Sniffle, Cough, Sneeze, Repeat

Author: Alecia Pirulis  

Soothing Cup of Tea

Image via Wikipedia

My son has been sick for a week. It’s the usual winter “yuck” – stuffy nose, hacking cough, sore throat. I’ve kept him home for the past few days to try and help him get over his cold, and to try and prevent him from getting the ear infection or sinus infection that invariably follows.

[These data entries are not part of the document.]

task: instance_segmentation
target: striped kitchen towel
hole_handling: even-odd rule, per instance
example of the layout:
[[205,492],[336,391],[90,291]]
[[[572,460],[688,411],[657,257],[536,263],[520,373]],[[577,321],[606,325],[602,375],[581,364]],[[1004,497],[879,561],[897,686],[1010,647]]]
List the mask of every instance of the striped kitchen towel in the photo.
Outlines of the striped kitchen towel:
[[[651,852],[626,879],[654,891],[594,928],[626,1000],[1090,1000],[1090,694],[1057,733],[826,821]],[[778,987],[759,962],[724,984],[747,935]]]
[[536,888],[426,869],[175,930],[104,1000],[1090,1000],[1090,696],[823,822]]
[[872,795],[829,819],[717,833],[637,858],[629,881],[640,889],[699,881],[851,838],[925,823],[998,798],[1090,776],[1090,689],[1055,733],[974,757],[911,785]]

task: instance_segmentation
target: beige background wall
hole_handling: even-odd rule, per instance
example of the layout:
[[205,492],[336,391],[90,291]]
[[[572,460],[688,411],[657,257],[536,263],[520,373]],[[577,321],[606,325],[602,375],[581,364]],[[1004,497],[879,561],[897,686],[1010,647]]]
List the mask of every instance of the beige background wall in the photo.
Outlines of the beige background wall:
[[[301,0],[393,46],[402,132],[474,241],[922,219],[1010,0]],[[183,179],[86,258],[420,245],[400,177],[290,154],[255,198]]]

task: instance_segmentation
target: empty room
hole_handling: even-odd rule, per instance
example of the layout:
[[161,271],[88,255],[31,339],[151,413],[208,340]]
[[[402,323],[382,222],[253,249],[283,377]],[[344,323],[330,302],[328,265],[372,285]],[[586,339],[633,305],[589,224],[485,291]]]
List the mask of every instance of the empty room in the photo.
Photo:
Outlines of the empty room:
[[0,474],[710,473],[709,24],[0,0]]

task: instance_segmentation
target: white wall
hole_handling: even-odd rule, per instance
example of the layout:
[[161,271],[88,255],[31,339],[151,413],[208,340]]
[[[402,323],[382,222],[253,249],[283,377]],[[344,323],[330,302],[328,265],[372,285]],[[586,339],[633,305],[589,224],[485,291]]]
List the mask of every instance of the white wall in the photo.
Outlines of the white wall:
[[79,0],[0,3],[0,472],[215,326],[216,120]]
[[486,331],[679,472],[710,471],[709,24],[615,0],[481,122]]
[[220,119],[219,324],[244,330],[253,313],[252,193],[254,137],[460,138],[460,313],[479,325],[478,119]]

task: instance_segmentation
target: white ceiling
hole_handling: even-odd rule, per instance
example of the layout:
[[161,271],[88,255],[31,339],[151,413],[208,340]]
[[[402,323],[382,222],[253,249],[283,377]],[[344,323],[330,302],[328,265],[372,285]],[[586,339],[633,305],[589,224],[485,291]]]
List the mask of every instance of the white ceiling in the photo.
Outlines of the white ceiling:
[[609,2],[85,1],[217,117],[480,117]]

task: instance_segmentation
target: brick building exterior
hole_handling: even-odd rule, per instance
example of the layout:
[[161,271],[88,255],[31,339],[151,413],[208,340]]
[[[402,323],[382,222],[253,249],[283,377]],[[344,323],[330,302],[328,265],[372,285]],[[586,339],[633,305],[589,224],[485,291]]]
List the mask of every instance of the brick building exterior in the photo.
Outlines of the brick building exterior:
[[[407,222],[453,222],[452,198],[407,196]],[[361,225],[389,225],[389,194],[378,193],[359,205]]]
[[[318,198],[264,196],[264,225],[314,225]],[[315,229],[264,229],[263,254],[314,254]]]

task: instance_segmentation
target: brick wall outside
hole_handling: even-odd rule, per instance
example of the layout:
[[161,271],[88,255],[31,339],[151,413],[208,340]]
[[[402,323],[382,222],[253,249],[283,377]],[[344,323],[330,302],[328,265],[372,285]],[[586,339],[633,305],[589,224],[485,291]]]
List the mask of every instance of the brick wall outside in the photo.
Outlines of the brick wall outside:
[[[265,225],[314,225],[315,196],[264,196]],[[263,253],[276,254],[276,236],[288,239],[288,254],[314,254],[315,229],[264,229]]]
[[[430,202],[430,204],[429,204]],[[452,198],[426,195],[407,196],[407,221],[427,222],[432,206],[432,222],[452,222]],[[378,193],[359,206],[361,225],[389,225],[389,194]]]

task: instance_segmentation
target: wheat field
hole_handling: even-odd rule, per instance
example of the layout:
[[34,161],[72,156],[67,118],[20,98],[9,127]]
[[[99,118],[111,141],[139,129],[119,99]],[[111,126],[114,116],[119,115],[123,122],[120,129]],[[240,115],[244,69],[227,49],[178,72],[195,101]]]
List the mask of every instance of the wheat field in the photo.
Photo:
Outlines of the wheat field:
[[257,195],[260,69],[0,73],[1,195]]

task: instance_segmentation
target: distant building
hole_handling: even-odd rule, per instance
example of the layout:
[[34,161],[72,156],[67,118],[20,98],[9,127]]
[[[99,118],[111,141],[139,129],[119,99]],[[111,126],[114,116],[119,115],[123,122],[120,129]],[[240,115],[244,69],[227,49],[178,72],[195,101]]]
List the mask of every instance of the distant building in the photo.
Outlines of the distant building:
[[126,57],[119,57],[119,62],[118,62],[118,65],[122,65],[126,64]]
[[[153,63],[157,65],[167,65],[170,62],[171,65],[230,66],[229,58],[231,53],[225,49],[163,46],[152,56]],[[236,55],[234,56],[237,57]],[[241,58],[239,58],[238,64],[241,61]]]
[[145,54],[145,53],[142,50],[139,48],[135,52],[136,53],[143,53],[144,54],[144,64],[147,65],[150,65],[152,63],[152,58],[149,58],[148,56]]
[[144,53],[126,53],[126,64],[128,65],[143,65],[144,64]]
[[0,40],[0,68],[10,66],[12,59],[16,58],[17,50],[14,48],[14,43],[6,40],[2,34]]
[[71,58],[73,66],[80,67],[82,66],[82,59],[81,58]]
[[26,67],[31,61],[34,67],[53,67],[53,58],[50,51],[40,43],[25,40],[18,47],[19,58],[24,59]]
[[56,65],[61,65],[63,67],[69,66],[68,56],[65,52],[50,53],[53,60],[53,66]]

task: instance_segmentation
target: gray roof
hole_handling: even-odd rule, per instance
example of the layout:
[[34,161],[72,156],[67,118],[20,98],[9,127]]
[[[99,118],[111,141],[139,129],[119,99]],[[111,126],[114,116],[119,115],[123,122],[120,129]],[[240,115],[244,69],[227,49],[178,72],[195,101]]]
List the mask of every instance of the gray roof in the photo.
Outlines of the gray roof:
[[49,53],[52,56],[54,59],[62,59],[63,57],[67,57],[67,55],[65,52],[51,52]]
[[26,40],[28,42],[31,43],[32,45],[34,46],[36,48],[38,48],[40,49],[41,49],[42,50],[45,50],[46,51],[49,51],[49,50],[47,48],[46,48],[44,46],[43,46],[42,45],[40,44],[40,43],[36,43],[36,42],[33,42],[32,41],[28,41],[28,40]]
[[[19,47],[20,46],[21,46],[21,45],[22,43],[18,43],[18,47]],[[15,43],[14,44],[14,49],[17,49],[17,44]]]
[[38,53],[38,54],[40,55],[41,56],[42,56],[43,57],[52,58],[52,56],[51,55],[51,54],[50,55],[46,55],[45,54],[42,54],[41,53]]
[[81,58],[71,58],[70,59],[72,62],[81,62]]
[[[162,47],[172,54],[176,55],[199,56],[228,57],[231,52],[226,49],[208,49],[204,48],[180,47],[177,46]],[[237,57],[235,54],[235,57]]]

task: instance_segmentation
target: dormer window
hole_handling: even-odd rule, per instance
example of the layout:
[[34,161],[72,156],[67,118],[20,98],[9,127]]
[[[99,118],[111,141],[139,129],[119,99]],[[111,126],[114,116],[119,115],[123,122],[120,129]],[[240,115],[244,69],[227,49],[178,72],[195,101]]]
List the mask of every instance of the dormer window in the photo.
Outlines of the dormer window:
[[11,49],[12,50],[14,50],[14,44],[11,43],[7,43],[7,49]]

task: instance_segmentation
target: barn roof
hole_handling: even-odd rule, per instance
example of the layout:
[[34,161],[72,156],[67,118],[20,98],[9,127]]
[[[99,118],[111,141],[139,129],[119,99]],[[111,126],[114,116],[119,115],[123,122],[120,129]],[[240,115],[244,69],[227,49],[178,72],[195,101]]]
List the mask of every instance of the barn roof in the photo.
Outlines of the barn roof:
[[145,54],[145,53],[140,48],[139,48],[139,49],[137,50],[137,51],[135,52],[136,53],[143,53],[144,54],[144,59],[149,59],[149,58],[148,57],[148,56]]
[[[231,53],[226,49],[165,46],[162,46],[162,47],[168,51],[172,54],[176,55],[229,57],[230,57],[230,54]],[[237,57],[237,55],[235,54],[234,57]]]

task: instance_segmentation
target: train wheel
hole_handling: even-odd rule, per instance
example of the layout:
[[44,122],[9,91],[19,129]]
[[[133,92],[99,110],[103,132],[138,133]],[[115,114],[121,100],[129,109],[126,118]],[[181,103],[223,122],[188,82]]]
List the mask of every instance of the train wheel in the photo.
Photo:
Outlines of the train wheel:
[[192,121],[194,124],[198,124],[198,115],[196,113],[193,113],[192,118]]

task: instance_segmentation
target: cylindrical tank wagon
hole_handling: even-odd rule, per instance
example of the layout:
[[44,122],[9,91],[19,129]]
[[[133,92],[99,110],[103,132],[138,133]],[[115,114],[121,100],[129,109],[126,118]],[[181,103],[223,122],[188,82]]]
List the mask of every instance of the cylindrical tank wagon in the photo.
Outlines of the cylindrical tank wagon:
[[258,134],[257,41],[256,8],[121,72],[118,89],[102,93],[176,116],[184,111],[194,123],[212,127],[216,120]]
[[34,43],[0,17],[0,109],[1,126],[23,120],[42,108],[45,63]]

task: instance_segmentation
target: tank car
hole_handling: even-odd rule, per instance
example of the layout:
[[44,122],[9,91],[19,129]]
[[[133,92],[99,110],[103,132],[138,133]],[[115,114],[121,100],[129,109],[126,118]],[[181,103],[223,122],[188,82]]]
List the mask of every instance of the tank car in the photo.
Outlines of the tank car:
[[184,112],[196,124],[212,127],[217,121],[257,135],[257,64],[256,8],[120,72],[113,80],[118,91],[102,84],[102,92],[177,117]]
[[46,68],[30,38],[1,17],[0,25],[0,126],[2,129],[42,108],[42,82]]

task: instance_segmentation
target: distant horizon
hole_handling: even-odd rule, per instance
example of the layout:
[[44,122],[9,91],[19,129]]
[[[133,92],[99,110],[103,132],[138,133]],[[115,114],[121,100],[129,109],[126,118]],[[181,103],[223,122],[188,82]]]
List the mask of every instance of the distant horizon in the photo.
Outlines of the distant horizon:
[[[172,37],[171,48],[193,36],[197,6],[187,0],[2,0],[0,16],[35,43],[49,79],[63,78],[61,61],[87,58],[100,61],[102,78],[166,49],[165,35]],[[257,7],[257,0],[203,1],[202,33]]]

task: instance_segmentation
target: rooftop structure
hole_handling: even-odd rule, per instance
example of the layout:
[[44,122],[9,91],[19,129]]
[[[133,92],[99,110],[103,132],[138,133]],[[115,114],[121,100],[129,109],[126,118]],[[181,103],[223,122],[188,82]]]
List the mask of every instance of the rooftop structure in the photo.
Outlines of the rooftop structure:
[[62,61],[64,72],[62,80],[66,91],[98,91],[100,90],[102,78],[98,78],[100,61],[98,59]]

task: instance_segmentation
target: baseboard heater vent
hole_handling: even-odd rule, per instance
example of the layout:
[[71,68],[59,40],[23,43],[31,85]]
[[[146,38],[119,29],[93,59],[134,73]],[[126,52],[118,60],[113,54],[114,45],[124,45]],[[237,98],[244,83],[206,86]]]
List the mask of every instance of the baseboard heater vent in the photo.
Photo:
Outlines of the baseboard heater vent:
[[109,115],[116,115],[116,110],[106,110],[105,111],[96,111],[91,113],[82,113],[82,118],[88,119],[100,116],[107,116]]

No matter how much we fight against it (frequent hand-washing, flu shots, drinking our orange juice), I’ve yet to win the battle and get through cold and flu season without someone (and most often everyone) in our household getting sick. So, if you’ve followed all of the stay-healthy rules and still find yourself home sick (or you find yourself home with a sick child), here are some tips to get everyone healthy and back to daycare/school/work:

First, know what you are dealing with. Is it a cold or the flu? Body aches, headaches, and fever will accompany the flu, while a cold is nasal and chest congestion, and perhaps a sore throat and sneezing. A cold comes on gradually, while the flu tends to hit fast. Also, a vaccine exists for the flu, but not for the common cold. Once you have a cold or flu, there isn’t much you can do except rest, treat your symptoms with over-the-counter decongestants and pain relievers, and let the virus run its course.

That’s where we are – the “letting it run its course” part. My son is a miserable patient – he’s cranky, he insists that he has an infection, strep throat, the plague – and I can’t get him to take anything. He says he can’t swallow pills and liquid medicine “tastes bad.” So I have a whining, stuffy, tissue-covered kid to deal with. If you find yourself in a similar boat, try coming up with some activities to help take your child’s mind off his discomfort. Kids don’t like to stay in bed, especially younger children, so find some quiet games to play or books to read together. Also, most pediatricians don’t recommend cough medicine for younger children – know what you can give your child and what you shouldn’t.

I’ve been having the “should he go to the doctor or shouldn’t he” internal debate today. He doesn’t have a fever and he is eating and sleeping normally, so I’m leaning toward no — there isn’t much a doctor can do for a cold, so we’re playing the “wait and see” game. If you aren’t sure, this handy chart will help you decide. It may be more difficult to decide when it’s your baby – this quiz may help — but above all, trust your instincts.

While you are home, follow your grandmother’s lead and make a hearty chicken soup – it isn’t just an old wives’ tale – it really does work. Once you are in the kitchen, try making some other comfort foods. They may not improve your cold symptoms, but comfort food has a way of making everything better (right, grandma?).